Sunday, March 09, 2025


 

I'm reading Kent's book "The Social Teachings of The Prophets and Jesus," and having been brought up in the Evangelical faith, the label "Social Gospel" has such negative connotations that I became blinded to the vast application of Christ's teachings for the social order and good of mankind.    

A Summary of Jesus' Economic Teachings

"Jesus' economic teachings are highly individualistic; but they rise to a plane where the interests of the individual and of society are absolutely identical. Briefly stated in modern terms, they are:

1. The possession of more things than are necessary for a man tends to destroy his freedom and his social efficiency. 

2. The pursuit of wealth as an end in itself is incompatible with loyalty to a man's highest ideals and interests as well as to those of society. 

3. Each man is under obligation to contribute to the wealth of society in exact proportion to his ability. 
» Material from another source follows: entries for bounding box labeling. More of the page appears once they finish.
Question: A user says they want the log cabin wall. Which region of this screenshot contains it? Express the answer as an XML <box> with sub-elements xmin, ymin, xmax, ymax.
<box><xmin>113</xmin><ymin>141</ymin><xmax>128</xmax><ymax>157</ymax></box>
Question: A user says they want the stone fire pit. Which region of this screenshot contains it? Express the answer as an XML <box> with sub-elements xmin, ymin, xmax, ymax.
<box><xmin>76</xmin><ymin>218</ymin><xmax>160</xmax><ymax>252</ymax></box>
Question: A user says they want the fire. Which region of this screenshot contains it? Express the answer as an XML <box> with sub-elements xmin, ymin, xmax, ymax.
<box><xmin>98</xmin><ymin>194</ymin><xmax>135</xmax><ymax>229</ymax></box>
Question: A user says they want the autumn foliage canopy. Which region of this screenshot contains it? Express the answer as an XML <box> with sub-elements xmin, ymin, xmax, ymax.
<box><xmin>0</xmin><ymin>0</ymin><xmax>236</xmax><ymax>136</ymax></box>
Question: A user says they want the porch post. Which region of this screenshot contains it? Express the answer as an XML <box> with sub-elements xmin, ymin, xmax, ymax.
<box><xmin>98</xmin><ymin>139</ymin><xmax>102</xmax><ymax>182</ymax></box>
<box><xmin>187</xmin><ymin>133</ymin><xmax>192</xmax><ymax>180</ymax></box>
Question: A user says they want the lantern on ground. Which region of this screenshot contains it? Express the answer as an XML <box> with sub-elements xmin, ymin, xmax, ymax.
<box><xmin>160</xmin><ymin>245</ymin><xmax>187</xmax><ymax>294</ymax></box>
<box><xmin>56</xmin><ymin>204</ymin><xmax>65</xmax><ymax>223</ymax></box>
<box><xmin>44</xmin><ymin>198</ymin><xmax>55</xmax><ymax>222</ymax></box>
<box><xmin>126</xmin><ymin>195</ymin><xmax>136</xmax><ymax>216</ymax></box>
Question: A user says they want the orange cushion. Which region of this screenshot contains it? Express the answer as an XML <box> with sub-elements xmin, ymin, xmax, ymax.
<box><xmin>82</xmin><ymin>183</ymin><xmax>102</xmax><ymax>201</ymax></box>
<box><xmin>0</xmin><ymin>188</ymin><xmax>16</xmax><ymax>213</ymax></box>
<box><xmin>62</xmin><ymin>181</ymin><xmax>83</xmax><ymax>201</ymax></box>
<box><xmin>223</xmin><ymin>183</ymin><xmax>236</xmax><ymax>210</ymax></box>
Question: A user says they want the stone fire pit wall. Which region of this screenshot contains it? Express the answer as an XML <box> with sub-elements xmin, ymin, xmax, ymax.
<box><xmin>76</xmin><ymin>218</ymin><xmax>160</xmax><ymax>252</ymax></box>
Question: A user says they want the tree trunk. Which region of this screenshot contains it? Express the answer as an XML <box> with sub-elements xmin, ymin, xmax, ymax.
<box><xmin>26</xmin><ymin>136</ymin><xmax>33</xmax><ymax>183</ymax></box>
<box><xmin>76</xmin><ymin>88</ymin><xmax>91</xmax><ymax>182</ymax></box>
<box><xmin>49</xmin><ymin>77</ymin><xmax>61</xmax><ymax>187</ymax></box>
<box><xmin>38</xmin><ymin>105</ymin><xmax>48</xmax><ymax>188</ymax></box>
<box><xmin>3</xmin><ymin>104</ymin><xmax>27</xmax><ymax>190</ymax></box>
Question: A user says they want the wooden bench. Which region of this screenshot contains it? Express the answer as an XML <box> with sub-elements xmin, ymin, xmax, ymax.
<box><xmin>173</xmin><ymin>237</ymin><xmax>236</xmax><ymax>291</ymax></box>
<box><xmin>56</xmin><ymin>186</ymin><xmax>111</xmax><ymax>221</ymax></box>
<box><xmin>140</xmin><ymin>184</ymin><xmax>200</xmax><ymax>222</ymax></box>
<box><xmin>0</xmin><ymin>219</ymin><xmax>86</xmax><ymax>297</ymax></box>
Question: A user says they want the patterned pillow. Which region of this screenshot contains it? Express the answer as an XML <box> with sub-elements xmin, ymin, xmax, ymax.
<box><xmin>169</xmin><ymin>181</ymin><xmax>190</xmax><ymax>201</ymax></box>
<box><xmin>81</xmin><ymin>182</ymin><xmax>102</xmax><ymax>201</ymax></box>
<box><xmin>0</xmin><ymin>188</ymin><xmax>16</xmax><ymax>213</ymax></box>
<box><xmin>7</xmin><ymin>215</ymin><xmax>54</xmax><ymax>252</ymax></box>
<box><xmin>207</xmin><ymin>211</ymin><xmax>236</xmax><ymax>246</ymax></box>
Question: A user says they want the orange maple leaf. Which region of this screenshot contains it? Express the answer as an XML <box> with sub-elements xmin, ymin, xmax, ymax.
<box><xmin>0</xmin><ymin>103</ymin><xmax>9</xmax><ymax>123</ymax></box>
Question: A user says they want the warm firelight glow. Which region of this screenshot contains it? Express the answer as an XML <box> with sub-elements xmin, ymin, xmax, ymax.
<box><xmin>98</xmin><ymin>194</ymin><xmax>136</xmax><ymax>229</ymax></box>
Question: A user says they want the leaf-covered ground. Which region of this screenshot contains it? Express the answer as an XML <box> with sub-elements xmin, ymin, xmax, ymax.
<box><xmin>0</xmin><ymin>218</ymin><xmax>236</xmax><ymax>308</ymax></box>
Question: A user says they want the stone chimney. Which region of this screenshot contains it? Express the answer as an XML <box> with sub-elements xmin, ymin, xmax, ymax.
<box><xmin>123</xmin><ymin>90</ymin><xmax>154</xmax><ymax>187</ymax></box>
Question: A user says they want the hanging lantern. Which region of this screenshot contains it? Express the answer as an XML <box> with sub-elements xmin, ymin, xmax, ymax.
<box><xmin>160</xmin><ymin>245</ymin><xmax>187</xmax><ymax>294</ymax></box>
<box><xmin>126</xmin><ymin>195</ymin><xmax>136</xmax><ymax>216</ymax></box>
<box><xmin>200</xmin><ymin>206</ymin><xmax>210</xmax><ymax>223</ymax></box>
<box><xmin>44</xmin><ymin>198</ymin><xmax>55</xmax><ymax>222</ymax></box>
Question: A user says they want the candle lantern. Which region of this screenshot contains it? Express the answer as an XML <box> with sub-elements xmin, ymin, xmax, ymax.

4. No man is entitled to share in the world's wealth who is not willing to work, and service to society constitutes his only valid claim to the possession of property. 

5. Private property is a public trust to be administered for the best interests of society. 

6. Society is under obligation to devise means so that each man who is willing to labor will have not only a living, but also an opportunity to contribute what he is able to the common wealth. 

7. The rights of humanity are paramount to those of capital. 

8. The cure of poverty is the elimination of its ultimate causes, moral and intellectual, as well as economic. 

9. In the Christian social order the dominant principle is not selfish competition, but fraternal co-operation which aims to promote the economic welfare of each individual, of each class, and of society as a whole. 

Competition has a place, even under the Golden Rule, but its motive is social rather than individualistic, its purpose is primarily to promote efficiency rather than merely to increase private wealth, and it's benefits are shared by the entire community as well as by the capitalist and laborer."  Charles Foster Kent, PhD., Litt.D.